CFP: Rethinking the Post-Gothic in Medieval Iberia
Special Session, 52nd International Congress on Medieval Studies
May 11-14, 2017
Organizer: Ksenia Bonch Reeves, Wright State University, xenia.bonch@wright.edu
Call for proposals
Mid-eighth century Iberian chronicles famously describe post-Visigothic Spain as a landscape of ruins. The period “after the Visigoths”, which began with the Arab and Muslim invasion and settlement of the Iberian Peninsula (711) and fortuitously ended with the presumed reestablishment of the Visigothic royal bloodline in Asturias, was long considered an unfortunate stumbling block in the otherwise straightforward process of Spanish nation-building. As these foundational narratives came under scrutiny, the Iberian post-Gothic has emerged as an area of inquiry in its own right. Rather than just a hiatus, the period encompassing the Iberian eighth and ninth centuries is now being seen as a crucial one for our understanding of ideological support mechanisms of Christian survival in al-Andalus and the emergence of new centers of power and sovereignty in the post-Visigothic Iberian Peninsula.
In the newly fragmented and unstable Iberian landscape, Visigothic heritage becomes an anchor of stability and continuity, with Christian as well as Muslim ruling elites claiming Visigothic legacy. The legitimation mechanisms varied greatly, with some of the principal vehicles having been chronicle writing, royal ceremonial, construction and consecration of buildings in Asturias; oral traditions in Muslim al-Andalus; hagiography among the Mozarabs; and legislative activity in Gothic Septimania and the Hispanic March. Much of our knowledge of these mechanisms remains work in progress, but claims of Visigothic heritage are by no means consigned to the distant past. Since 2003, by sponsoring efforts to preserve a collection of Arabic manuscripts from Timbuktu, Mali, Spain has embraced the narrative of Visigothic origins put forth by manuscript owner and curator Ismael Diadié Haidara, who asserts himself to be a modern-day descendant of King Rodrigo through his ancestor, Muslim judge ‘Ali ibn Ziyad of Toledo. The involvement of the Spanish government and private entities in the support and preservation of this African library, known as the ‘Kati (‘Gothic’) Fund’, is yet another example of powerful ways in which the post-Gothic narrative continues to shape Spain’s historical mythology.

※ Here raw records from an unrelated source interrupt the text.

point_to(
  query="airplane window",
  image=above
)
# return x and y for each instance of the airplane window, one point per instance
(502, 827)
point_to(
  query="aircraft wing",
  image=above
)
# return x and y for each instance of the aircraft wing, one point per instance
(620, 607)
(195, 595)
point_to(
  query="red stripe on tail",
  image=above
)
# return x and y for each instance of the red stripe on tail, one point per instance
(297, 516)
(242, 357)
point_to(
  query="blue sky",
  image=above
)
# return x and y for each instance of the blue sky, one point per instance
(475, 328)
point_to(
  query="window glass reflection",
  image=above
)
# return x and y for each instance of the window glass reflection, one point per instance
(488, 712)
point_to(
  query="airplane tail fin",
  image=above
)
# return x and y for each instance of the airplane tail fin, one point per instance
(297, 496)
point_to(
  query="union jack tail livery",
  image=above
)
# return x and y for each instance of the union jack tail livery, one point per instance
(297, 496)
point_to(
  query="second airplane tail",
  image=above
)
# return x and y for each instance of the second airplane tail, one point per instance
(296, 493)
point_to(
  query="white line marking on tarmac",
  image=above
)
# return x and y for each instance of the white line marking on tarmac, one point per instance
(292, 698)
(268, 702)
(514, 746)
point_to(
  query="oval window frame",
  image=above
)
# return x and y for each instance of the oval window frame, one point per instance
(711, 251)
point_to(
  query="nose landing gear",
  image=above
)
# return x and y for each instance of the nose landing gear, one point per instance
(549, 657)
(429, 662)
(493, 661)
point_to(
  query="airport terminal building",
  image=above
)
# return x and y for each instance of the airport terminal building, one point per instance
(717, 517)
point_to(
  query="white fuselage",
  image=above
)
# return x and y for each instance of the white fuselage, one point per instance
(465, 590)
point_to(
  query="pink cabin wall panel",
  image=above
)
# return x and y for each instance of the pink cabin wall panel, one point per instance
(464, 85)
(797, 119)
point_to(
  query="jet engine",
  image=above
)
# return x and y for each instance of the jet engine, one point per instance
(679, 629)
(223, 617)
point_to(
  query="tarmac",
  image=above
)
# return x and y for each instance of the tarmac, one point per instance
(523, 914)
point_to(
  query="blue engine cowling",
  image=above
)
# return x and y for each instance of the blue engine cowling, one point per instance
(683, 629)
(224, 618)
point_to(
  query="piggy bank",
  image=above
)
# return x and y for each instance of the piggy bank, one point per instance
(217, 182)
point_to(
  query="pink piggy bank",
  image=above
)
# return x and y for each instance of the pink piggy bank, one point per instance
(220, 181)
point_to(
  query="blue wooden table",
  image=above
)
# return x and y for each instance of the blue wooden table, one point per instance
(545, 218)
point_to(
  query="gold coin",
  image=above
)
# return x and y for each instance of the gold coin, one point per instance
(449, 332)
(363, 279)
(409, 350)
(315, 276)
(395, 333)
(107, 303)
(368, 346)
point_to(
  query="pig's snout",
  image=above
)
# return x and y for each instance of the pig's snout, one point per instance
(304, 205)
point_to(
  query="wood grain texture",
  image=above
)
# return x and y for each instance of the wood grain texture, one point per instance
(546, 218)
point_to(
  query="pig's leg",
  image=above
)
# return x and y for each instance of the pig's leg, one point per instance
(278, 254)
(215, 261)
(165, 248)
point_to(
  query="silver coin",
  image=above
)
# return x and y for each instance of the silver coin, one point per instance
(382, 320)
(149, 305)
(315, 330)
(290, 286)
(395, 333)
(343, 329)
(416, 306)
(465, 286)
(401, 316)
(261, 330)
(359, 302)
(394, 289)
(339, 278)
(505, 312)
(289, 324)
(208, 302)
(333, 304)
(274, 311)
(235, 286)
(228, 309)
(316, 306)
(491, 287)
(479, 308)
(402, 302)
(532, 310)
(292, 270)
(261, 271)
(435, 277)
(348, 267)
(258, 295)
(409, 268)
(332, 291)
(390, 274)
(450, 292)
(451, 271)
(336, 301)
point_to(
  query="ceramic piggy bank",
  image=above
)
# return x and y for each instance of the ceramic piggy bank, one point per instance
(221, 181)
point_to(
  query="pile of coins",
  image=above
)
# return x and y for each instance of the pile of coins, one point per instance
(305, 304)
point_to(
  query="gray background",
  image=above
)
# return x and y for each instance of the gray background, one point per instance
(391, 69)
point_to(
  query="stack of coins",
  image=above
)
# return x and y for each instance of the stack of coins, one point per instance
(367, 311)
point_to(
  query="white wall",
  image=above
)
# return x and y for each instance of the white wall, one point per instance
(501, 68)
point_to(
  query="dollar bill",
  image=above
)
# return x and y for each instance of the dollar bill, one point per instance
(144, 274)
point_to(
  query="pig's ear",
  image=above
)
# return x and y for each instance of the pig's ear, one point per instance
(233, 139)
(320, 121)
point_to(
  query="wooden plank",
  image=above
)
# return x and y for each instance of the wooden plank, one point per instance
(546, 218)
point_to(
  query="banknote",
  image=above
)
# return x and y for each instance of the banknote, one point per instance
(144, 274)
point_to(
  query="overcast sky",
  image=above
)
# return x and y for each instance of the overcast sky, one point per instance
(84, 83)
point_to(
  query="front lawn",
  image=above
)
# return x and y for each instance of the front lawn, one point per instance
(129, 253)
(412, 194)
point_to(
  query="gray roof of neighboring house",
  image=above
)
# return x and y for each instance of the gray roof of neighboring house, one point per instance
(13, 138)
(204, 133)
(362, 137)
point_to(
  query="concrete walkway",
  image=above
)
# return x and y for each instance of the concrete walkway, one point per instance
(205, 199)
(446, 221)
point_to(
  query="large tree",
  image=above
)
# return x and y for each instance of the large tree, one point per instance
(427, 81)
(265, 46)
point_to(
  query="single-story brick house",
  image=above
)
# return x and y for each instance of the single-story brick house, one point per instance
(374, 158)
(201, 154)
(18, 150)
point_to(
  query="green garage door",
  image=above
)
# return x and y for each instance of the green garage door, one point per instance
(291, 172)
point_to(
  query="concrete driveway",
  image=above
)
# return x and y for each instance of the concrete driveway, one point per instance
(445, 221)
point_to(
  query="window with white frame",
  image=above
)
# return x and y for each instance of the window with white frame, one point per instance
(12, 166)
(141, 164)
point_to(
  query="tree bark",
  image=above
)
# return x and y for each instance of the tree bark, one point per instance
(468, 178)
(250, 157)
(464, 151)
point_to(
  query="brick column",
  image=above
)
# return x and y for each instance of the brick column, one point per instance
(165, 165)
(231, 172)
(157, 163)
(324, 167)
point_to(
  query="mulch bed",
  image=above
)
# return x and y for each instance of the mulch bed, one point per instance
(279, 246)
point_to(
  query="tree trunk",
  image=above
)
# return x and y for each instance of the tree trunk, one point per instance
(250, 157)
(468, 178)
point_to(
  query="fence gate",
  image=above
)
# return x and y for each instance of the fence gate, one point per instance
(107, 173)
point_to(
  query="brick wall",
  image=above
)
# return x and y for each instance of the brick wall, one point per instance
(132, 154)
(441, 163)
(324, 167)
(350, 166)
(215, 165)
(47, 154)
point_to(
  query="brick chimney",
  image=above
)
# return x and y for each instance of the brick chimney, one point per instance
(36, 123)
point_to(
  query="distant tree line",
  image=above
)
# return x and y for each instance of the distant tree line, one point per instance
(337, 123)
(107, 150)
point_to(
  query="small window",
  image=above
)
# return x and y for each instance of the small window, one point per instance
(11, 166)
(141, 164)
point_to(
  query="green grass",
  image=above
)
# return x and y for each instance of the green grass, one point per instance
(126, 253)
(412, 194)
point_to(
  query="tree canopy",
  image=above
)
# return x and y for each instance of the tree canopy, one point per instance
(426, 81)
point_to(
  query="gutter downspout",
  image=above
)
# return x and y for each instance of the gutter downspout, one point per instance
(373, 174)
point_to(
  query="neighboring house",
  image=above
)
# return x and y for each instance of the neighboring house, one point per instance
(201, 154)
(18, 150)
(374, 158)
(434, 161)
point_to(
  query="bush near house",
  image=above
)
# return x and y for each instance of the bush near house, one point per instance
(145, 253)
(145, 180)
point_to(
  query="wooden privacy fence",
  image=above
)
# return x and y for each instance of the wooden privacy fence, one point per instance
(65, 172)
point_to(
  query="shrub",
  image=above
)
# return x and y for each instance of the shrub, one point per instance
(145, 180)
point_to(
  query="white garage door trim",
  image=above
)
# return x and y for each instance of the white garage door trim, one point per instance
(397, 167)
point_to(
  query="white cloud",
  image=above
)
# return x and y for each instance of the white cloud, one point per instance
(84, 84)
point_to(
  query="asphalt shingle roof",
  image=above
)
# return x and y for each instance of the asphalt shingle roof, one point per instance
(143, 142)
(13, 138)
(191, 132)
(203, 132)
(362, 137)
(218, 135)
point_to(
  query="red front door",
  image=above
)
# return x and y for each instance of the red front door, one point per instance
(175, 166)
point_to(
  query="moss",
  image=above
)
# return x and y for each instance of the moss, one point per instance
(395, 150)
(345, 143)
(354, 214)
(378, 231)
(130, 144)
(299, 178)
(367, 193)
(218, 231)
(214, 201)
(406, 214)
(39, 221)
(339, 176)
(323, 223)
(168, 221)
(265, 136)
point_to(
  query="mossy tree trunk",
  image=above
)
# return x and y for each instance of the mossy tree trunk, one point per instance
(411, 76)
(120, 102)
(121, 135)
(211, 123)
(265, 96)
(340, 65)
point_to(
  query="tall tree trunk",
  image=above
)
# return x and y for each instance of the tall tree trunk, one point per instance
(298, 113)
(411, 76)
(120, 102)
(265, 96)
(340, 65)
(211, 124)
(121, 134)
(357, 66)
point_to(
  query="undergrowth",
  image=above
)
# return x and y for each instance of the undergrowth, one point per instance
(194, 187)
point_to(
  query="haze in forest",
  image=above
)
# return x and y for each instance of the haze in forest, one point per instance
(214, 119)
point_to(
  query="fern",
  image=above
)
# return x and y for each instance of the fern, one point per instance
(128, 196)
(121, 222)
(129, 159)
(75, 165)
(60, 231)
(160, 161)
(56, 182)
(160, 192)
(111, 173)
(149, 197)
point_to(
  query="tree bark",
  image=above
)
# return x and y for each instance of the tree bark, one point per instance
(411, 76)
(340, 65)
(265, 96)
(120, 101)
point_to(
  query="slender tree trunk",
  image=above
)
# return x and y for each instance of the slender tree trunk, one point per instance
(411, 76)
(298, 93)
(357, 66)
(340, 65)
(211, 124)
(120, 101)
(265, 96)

Given these new developments, how can we explain the extraordinary success of the Asturian royal myth of direct Visigothic descendancy? What was the contribution of the Mozarabs, the other, forgotten descendants of Visigoths, to the post-Visigothic Iberian theological, political, literary, and cultural landscape? What were the mechanisms by which both Iberian Christians and Muslims claimed Visigothic heritage throughout history? Which other individuals and groups legitimized themselves as descendants of Visigoths, in and outside the Iberian Peninsula, and how were these claims expressed at various times in literary, historiographical, legal, and theological testimonies, songs and folklore, theatrical works and novels, as well as art and architecture? How can we continue to critically engage with historical claims of Spain’s Visigothic origins in today’s post-national, global, and interconnected world?
Please e-mail proposals for 20-minute paper presentations to xenia.bonch@wright.edu.
Deadline: Thursday, September 15, 2016.